Читать книгу Administrative Records for Survey Methodology - Группа авторов - Страница 52

2.4.4 Disclosure Avoidance Methods

Оглавление

Data enclaves exist to allow researchers to perform analyses within the restricted environment, and then extract or publish some form of statistical summary that can be released from the secure environment. Generally, these summaries are estimates from a statistical model. In general, model-based output is evaluated in accordance with the same criteria traditionally used for tabular output (minimum number of units within a reporting cell, minimum percentage of global activity within a reporting cell). In contrast to licensing arrangements, which allow researchers to self-monitor, statistical data enclaves have regimented output monitoring, typically by staff of the data provider. Generally, released statistical outputs are registered in some fashion, but documentation of the full provenance chain may be limited.

No systematic attempt has been made, to our knowledge, to measure formally the cumulative privacy impact of model-based releases because the science and technology for doing so are rudimentary. Remote processing facilities, on the other hand, when using automated mechanisms, rely on several practices to reduce the risk of disclosure. First, they limit the scope of possible analyses to those for which the agency has developed safe procedures. The number of times a researcher may request releases may also be limited. Nevertheless, most agencies recognize that this review system does not scale because the infeasibility of a full accounting of all possible query combinations over time. In general, they apply basic disclosure avoidance techniques such as suppression, perturbation, masking, recoding, and bootstrap sampling of the input data to each project separately. Some systems apply automated analysis of log and output files (Schouten and Cigrang 2003), although often a manual review is also included (O’Keefe et al. 2013). Some systems provide for self-monitored release of model results, either under licensing or remote access. There are also limitations on quantity and frequency of self-released results, combined with sampling by human reviewers. More sophisticated tools, such as perturbation or synthesizing of estimated model parameters, have been proposed (Reiter 2003). Finally, such systems require review of the draft research paper before submission to any publication medium including online preprint repositories like ArXiv.org.

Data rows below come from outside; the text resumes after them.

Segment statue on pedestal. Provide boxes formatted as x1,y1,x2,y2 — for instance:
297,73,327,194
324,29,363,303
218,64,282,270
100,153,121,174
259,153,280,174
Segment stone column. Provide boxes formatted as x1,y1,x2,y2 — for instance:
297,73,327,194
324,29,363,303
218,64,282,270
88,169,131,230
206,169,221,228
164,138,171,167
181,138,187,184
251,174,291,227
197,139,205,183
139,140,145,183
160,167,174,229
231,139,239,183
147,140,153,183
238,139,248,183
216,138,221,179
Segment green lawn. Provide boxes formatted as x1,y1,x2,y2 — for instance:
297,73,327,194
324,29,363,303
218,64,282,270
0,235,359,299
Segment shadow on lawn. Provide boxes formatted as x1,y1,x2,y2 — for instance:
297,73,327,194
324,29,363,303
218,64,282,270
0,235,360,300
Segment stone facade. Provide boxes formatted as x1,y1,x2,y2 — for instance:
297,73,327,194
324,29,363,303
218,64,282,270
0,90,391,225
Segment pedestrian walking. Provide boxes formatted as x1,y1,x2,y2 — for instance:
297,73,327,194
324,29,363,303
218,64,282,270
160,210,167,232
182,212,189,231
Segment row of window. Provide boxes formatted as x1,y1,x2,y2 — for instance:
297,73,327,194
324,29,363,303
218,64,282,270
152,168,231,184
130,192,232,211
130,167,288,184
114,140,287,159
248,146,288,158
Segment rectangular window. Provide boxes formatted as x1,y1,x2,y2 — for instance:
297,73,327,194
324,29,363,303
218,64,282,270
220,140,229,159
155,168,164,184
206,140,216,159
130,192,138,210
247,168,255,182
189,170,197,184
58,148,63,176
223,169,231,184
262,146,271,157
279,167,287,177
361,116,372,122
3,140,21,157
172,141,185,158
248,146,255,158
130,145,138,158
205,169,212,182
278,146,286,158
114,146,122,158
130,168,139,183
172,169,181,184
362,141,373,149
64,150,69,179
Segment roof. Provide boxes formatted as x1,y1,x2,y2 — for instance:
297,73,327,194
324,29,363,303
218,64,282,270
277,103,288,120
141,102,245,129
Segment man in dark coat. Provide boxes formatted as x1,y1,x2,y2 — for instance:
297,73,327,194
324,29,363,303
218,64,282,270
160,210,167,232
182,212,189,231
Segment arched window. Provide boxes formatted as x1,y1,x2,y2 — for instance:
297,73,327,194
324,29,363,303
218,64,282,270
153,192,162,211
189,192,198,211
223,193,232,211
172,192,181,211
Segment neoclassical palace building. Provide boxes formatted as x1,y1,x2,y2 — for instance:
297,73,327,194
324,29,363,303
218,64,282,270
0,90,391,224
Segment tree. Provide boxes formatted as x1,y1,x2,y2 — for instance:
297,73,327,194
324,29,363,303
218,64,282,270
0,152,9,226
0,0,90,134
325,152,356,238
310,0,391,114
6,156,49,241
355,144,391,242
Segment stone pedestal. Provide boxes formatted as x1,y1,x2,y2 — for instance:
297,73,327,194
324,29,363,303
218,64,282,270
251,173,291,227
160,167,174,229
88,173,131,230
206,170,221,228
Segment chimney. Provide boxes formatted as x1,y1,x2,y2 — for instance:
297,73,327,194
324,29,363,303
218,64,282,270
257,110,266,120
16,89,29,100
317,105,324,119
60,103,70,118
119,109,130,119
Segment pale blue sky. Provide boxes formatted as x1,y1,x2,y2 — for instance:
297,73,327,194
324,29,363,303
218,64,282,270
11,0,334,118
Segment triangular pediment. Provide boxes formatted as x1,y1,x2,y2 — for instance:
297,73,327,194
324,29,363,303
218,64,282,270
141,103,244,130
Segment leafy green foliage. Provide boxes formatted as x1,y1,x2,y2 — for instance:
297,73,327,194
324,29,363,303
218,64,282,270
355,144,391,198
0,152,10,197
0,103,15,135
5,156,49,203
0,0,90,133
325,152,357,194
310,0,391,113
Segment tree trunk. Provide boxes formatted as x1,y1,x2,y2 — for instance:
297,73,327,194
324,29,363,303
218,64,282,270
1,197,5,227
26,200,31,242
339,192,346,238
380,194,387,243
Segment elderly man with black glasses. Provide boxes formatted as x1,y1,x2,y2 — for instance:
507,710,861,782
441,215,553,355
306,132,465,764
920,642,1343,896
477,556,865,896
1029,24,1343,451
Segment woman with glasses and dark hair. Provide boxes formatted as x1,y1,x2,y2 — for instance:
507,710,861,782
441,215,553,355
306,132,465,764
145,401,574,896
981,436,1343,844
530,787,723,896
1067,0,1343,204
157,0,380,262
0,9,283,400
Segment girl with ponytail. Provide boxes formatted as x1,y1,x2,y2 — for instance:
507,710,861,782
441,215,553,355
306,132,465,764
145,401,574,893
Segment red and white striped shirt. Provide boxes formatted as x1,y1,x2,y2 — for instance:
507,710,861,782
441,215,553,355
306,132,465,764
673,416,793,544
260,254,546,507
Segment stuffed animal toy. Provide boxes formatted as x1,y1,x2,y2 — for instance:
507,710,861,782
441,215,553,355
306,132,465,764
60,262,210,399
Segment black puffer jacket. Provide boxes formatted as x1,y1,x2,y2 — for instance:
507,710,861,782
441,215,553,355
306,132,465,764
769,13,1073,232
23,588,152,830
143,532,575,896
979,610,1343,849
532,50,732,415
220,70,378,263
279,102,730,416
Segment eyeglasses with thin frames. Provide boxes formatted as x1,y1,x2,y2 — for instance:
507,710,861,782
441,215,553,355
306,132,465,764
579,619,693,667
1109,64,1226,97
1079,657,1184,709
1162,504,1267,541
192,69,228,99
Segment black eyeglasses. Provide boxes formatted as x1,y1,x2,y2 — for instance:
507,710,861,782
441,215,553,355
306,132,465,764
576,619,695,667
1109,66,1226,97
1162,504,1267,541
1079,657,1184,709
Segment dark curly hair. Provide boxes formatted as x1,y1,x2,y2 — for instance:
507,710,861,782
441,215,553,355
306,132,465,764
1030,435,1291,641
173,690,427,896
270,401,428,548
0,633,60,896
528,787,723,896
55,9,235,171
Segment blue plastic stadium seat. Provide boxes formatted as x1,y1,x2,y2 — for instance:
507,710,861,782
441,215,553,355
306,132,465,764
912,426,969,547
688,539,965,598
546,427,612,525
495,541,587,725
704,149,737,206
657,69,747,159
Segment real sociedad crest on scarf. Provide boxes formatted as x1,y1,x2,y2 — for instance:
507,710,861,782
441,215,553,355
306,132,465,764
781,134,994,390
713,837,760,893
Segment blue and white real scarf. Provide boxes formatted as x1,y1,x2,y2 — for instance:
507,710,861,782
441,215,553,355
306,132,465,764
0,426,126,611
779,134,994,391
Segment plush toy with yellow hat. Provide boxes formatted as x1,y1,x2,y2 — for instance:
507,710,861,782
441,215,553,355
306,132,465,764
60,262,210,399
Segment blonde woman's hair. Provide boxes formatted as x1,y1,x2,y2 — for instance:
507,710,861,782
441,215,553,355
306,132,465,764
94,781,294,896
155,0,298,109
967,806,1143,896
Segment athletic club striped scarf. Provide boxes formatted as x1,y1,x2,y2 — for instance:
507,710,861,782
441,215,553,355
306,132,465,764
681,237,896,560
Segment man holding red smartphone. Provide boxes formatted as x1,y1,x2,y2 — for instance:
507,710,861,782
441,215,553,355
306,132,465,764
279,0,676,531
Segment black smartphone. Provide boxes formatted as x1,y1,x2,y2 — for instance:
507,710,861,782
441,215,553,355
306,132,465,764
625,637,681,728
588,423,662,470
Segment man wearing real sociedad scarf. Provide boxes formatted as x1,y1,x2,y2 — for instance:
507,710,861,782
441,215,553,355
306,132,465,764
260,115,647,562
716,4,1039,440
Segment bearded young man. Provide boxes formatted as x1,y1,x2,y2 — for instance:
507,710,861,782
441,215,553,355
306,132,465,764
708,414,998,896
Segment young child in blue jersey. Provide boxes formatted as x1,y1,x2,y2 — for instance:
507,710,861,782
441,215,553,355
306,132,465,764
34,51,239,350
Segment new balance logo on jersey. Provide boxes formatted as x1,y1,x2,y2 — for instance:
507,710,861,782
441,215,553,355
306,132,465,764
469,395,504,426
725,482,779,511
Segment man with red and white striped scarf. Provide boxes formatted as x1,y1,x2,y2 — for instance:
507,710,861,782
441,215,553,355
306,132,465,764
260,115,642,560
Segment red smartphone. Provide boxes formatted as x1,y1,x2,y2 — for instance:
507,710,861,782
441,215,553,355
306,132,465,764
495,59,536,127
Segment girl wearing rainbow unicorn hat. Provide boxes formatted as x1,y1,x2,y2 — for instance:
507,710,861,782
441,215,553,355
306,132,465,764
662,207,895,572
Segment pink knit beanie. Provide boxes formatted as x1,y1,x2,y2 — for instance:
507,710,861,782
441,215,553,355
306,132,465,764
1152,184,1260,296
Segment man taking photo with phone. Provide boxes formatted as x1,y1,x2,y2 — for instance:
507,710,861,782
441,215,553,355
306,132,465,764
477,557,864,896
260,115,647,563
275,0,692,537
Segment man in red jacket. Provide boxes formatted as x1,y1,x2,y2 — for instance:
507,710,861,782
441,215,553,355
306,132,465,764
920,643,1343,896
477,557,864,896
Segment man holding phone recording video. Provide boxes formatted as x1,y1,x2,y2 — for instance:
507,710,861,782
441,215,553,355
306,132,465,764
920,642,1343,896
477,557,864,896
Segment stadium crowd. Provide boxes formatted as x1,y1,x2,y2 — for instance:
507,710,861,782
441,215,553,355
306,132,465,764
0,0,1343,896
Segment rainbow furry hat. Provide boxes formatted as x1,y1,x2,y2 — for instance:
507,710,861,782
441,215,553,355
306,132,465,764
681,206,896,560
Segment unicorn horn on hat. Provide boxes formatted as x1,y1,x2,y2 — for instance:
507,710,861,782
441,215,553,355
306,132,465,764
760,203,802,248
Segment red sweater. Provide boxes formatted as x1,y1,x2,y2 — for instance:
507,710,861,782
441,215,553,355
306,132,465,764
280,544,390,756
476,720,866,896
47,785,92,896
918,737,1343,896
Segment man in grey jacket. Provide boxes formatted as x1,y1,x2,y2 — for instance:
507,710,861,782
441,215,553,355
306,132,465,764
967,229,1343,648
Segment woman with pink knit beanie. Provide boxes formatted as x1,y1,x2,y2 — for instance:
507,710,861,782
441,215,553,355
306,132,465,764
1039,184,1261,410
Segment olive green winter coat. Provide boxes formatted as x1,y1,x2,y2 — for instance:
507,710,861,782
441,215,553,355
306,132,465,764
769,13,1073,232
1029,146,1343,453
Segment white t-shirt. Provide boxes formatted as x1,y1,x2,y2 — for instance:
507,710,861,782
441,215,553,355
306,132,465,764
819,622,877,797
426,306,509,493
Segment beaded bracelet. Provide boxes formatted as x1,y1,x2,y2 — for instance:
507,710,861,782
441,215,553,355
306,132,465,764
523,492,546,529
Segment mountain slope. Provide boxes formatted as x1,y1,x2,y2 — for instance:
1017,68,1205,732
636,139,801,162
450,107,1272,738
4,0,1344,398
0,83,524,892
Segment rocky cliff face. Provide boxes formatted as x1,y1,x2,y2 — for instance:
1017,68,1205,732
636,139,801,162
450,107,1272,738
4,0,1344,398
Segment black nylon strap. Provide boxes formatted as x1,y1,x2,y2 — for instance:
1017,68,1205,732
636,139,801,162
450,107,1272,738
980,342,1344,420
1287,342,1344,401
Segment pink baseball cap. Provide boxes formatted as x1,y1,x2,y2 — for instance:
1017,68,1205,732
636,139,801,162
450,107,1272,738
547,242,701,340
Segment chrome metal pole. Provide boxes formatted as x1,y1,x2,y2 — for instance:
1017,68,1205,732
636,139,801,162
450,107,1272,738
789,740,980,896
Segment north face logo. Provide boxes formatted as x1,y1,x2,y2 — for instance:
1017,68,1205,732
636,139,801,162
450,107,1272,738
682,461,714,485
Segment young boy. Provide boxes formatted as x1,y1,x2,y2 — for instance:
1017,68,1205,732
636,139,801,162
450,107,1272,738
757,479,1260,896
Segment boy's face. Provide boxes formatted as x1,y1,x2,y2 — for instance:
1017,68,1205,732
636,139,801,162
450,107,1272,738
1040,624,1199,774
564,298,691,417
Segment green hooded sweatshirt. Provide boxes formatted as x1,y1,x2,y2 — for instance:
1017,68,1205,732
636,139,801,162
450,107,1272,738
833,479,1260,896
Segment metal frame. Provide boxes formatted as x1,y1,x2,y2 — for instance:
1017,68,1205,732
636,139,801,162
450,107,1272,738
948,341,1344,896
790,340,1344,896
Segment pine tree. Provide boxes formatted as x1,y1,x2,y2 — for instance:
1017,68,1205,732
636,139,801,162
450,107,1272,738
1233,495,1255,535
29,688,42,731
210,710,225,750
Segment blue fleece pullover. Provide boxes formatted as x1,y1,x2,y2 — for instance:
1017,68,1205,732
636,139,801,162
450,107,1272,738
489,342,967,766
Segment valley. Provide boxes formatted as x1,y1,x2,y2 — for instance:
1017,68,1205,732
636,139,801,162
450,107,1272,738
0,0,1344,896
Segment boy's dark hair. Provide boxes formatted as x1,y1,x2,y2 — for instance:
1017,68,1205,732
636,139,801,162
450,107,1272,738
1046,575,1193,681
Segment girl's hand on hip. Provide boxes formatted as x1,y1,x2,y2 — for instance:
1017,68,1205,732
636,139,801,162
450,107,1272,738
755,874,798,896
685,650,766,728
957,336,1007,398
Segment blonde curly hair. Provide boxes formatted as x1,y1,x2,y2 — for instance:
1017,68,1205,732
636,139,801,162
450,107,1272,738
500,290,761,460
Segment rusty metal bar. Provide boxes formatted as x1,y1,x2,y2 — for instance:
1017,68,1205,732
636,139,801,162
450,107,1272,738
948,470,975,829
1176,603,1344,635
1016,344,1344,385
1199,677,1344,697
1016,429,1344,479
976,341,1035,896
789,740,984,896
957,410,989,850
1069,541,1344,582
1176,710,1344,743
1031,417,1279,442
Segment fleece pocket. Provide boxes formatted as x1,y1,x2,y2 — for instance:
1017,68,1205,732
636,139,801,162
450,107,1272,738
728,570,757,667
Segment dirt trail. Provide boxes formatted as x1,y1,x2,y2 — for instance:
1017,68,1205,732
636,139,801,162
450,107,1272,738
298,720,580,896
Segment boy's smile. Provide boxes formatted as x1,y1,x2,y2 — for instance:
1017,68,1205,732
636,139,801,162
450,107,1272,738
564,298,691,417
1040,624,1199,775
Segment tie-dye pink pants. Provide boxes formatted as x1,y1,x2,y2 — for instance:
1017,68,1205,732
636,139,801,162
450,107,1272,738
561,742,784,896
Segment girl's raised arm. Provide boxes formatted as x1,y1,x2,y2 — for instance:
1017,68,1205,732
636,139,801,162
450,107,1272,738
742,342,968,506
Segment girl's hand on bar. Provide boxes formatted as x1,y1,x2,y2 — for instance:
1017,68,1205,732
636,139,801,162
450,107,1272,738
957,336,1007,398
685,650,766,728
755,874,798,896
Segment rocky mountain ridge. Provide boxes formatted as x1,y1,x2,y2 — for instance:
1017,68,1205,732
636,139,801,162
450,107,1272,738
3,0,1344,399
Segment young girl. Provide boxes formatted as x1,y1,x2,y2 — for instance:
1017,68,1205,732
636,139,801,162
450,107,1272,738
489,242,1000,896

All three of the examples of linked data provided in this paper rely on some version of secure data enclaves to provide microdata access to approved researchers. HRS data are made available to tenure-track researchers who sign a data use agreement and provide documentation of a secure local computing environment. An additional option for HRS data is to visit to the Michigan Center on the Demography of Aging data enclave, which makes data accessible to researchers in a physical data enclave at “headquarters,” like many NSOs. More recently, HRS has started to offer secure VDI access to researchers. The confidential data underlying the SSB, and against which validation requests are run, are also available either within the FSRDC network, or by sending validation requests by email to staff at Census headquarters (a form of “remote processing”). LEHD microdata are only available through the FSRDC.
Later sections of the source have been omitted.